L'ANALISI
21 Gennaio 2020 - 15:16
CREMONA (21 gennaio 2020) - La cassiera nel frattempo andata in pensione, il direttore della filiale, attualmente in servizio a Brescia, ma che in pensione ci andrà fra sette giorni, il carabiniere all’epoca in servizio a Cremona, venuto su da Viterbo, il cliente che, intanto, è diventato nonno sette volte, l’ispettore della squadra mobile anche lui già in pensione. Del resto, sono trascorsi 12 anni e 36 giorni da quel 10 dicembre del 2007, lunedì, quando un tizio con il berretto da baseball in testa e il taglierino in tasca, entrò in banca: l’Ubi Banca di via Mantova, ma, allora, si chiamava Banco di Brescia.
Ed è così che ben 12 anni e 36 giorni dopo, oggi, nel corridoio del Tribunale si è assistito ad una ‘carrambata’. Si sono ritrovati qui l’ex cassiera, il quasi ex direttore, il cliente oggi settantenne, tra i testi del pm Milda Milli.
Saluti e abbracci, fuori. Dentro, in aula hanno ripescato nella memoria qualche pezzo dell’assalto che fruttò 6mila euro al rapinatore poi fuggito dopo aver chiuso tutti in bagno. Per l’accusa è Pietro di nome, Riccio di cognome, «molto ricciolino» nei ricordi dell’ex cassiera.

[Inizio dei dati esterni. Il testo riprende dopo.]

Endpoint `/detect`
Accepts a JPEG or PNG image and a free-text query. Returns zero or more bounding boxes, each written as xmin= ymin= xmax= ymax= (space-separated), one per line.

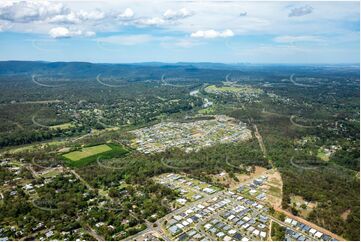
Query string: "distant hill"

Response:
xmin=0 ymin=61 xmax=358 ymax=80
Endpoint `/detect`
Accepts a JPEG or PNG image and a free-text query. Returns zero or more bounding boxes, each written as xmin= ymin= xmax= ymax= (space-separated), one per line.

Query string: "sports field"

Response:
xmin=63 ymin=143 xmax=128 ymax=167
xmin=63 ymin=144 xmax=112 ymax=161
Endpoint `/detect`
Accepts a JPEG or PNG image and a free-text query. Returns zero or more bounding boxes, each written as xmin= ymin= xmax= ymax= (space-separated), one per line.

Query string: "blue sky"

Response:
xmin=0 ymin=0 xmax=359 ymax=64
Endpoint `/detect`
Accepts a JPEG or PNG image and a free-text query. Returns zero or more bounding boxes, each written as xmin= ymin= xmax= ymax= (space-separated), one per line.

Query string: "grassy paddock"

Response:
xmin=50 ymin=122 xmax=75 ymax=130
xmin=63 ymin=143 xmax=128 ymax=167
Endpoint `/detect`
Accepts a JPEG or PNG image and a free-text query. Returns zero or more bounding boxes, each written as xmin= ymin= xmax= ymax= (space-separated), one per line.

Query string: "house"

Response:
xmin=224 ymin=235 xmax=232 ymax=241
xmin=285 ymin=218 xmax=293 ymax=224
xmin=238 ymin=186 xmax=245 ymax=192
xmin=242 ymin=216 xmax=251 ymax=222
xmin=223 ymin=225 xmax=231 ymax=231
xmin=204 ymin=224 xmax=212 ymax=230
xmin=315 ymin=231 xmax=323 ymax=239
xmin=309 ymin=228 xmax=317 ymax=236
xmin=186 ymin=218 xmax=193 ymax=224
xmin=227 ymin=215 xmax=235 ymax=221
xmin=178 ymin=233 xmax=188 ymax=241
xmin=95 ymin=222 xmax=105 ymax=228
xmin=246 ymin=226 xmax=254 ymax=232
xmin=321 ymin=234 xmax=332 ymax=241
xmin=181 ymin=220 xmax=189 ymax=226
xmin=190 ymin=215 xmax=199 ymax=222
xmin=186 ymin=230 xmax=197 ymax=237
xmin=302 ymin=225 xmax=311 ymax=232
xmin=232 ymin=217 xmax=239 ymax=224
xmin=259 ymin=215 xmax=268 ymax=223
xmin=237 ymin=220 xmax=245 ymax=226
xmin=209 ymin=228 xmax=217 ymax=234
xmin=249 ymin=189 xmax=257 ymax=195
xmin=292 ymin=232 xmax=301 ymax=240
xmin=216 ymin=232 xmax=225 ymax=238
xmin=233 ymin=233 xmax=243 ymax=240
xmin=176 ymin=198 xmax=187 ymax=205
xmin=176 ymin=223 xmax=184 ymax=229
xmin=45 ymin=230 xmax=54 ymax=238
xmin=297 ymin=235 xmax=307 ymax=241
xmin=253 ymin=178 xmax=264 ymax=186
xmin=258 ymin=223 xmax=266 ymax=230
xmin=168 ymin=219 xmax=177 ymax=226
xmin=23 ymin=184 xmax=33 ymax=190
xmin=203 ymin=187 xmax=216 ymax=194
xmin=252 ymin=229 xmax=260 ymax=236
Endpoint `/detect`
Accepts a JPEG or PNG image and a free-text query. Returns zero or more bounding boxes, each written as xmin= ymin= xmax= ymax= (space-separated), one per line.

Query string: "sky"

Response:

Pretendere che dopo tutti questi anni, i rapinati si ricordassero, per filo e per segno, l’assalto, è impossibile. E nessuno lo ha preteso: né il pm né i tre giudici. In loro soccorso c’erano le dichiarazioni rese alla squadra mobile il 17 marzo del 2008, ovvero tre mesi dopo la rapina, quando la memoria era ancora fresca e tutti riconobbero, chi «con massima certezza», chi «senza ombra di dubbio», Riccio nella foto numero 3 sulle 6 loro esibite. Un tipo sui 25 anni, un metro e settanta di altezza, magro, carnagione scura, accento campano.